I don’t know. Ignore these results? Fake our own deaths and move into a submarine?

In all seriousness: database encryption has been a controversial subject in our field. I wish I could say that there’s been an actual debate, but it’s more that different researchers have fallen into different camps, and nobody has really had the data to make their position in a compelling way. There have actually been some very personal arguments made about it.

The schools of thought are as follows:

The first holds that any kind of database encryption is better than storing records in plaintext and we should stop demanding things be perfect, when the alternative is a world of constant data breaches and sadness.

To me this is a supportable position, given that the current attack model for plaintext databases is something like “copy the database files, or just run a local SELECT * query”, and the threat model for an encrypted database is “gain persistence on the server and run sophisticated statistical attacks.” Most attackers are pretty lazy, so even a weak system is probably better than nothing.
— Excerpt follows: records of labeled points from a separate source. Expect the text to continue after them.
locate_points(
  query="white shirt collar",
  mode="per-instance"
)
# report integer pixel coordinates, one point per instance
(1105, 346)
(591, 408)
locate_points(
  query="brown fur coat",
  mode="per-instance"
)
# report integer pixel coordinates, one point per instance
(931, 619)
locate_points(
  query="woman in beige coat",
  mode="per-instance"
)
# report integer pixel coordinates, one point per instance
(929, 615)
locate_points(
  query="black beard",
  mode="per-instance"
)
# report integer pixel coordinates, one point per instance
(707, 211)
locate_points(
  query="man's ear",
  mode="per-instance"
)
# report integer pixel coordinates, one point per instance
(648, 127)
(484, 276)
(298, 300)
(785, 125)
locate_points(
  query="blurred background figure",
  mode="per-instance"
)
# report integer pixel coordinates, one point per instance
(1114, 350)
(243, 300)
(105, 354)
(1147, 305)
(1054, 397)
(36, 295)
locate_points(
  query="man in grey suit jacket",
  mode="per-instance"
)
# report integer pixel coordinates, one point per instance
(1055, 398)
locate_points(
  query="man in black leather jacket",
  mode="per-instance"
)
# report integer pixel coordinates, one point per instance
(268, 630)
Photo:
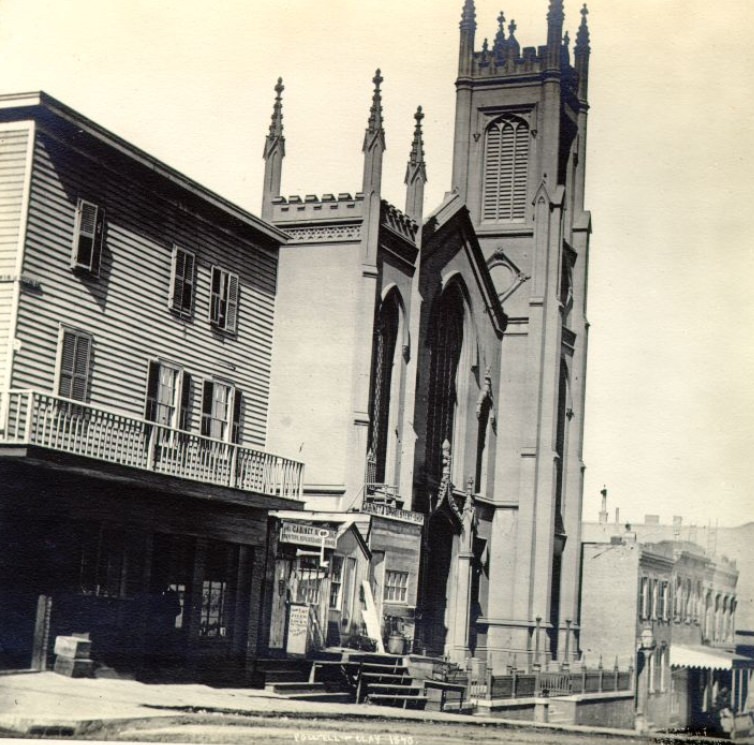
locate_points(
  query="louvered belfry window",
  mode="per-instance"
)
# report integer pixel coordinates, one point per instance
(506, 162)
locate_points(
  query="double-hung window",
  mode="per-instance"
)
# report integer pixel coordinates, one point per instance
(396, 587)
(223, 307)
(221, 411)
(168, 395)
(75, 354)
(88, 235)
(182, 282)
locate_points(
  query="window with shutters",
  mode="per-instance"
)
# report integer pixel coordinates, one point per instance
(168, 395)
(396, 587)
(181, 298)
(222, 407)
(74, 361)
(644, 599)
(223, 310)
(87, 237)
(506, 166)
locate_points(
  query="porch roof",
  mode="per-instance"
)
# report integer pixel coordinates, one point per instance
(708, 658)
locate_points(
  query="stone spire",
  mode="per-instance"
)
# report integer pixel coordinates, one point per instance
(581, 53)
(466, 47)
(374, 141)
(274, 152)
(468, 16)
(500, 45)
(555, 17)
(416, 173)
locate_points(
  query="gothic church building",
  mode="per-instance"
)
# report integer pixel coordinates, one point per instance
(437, 398)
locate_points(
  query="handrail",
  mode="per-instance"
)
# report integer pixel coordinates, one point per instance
(45, 420)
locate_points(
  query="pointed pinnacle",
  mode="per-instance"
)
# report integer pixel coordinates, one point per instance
(468, 16)
(555, 13)
(417, 147)
(582, 35)
(375, 113)
(276, 125)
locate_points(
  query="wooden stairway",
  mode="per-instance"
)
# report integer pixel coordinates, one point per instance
(295, 679)
(384, 680)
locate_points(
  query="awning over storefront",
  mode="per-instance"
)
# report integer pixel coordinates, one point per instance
(708, 658)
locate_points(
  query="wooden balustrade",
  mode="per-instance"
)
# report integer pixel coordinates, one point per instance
(47, 421)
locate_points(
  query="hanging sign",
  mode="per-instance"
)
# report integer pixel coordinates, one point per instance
(298, 629)
(307, 535)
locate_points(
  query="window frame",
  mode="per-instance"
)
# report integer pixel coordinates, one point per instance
(182, 395)
(400, 587)
(224, 301)
(178, 285)
(512, 209)
(92, 266)
(233, 425)
(77, 333)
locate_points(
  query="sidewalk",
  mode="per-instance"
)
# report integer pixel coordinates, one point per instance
(53, 705)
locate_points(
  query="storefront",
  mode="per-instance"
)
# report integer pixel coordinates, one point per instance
(321, 565)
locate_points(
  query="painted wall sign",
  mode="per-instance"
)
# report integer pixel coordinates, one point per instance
(307, 535)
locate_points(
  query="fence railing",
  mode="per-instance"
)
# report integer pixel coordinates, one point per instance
(542, 682)
(36, 418)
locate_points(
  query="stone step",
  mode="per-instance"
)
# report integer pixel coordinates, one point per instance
(295, 687)
(394, 689)
(333, 697)
(412, 701)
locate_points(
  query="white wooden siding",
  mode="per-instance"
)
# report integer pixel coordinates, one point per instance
(125, 309)
(13, 155)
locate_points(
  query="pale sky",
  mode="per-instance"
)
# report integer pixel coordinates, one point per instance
(670, 399)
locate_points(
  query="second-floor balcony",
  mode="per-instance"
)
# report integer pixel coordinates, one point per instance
(34, 418)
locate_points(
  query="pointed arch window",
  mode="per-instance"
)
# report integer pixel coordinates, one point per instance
(506, 165)
(383, 359)
(445, 355)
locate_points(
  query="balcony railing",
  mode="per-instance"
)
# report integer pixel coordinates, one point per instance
(34, 418)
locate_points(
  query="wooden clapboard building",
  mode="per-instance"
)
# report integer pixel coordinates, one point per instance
(136, 318)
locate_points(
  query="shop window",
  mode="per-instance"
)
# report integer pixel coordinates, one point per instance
(216, 591)
(396, 587)
(110, 563)
(308, 575)
(336, 582)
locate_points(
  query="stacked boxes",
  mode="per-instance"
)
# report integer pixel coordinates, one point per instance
(72, 656)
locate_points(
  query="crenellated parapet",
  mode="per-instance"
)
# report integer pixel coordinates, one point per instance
(328, 207)
(330, 218)
(504, 56)
(397, 221)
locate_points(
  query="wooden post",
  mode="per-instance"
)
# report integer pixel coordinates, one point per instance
(41, 633)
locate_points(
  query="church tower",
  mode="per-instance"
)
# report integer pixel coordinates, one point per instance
(518, 164)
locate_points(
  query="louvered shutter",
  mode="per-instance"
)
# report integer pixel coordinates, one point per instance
(99, 238)
(215, 298)
(176, 279)
(231, 307)
(67, 364)
(181, 298)
(153, 380)
(184, 418)
(84, 235)
(237, 414)
(207, 390)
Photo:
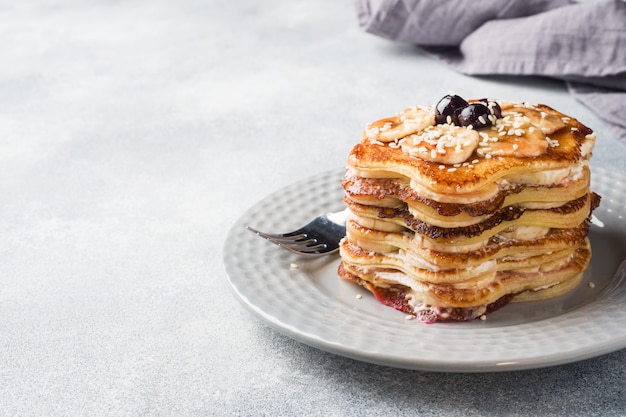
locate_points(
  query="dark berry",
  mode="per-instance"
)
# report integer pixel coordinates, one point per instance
(449, 106)
(475, 114)
(495, 108)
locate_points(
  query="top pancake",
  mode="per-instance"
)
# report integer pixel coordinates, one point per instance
(530, 144)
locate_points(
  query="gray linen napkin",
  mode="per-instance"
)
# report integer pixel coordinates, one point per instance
(583, 44)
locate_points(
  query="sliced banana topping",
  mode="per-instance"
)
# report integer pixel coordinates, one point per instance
(446, 144)
(407, 122)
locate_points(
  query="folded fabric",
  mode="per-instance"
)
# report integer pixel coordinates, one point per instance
(583, 44)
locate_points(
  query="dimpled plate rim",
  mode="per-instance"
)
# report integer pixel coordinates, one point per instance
(307, 301)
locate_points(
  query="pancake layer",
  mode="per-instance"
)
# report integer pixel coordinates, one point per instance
(452, 222)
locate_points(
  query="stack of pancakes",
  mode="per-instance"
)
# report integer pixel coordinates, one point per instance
(453, 222)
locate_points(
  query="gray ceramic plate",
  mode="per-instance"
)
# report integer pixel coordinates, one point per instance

The countervailing school of thought has two points: sometimes the good is worse than the perfect, particularly if it gives application developers an outsized degree of confidence of the security that their encryption system is going to provide them.

If even the best encryption protocol is only throwing a tiny roadblock in the attacker’s way, why risk this at all? Just let the database community come up with some kind of ROT13 encryption that everyone knows to be crap and stop throwing good research time into a problem that has no good solution.

I don’t really know who is right in this debate. I’m just glad to see we’re getting closer to having it.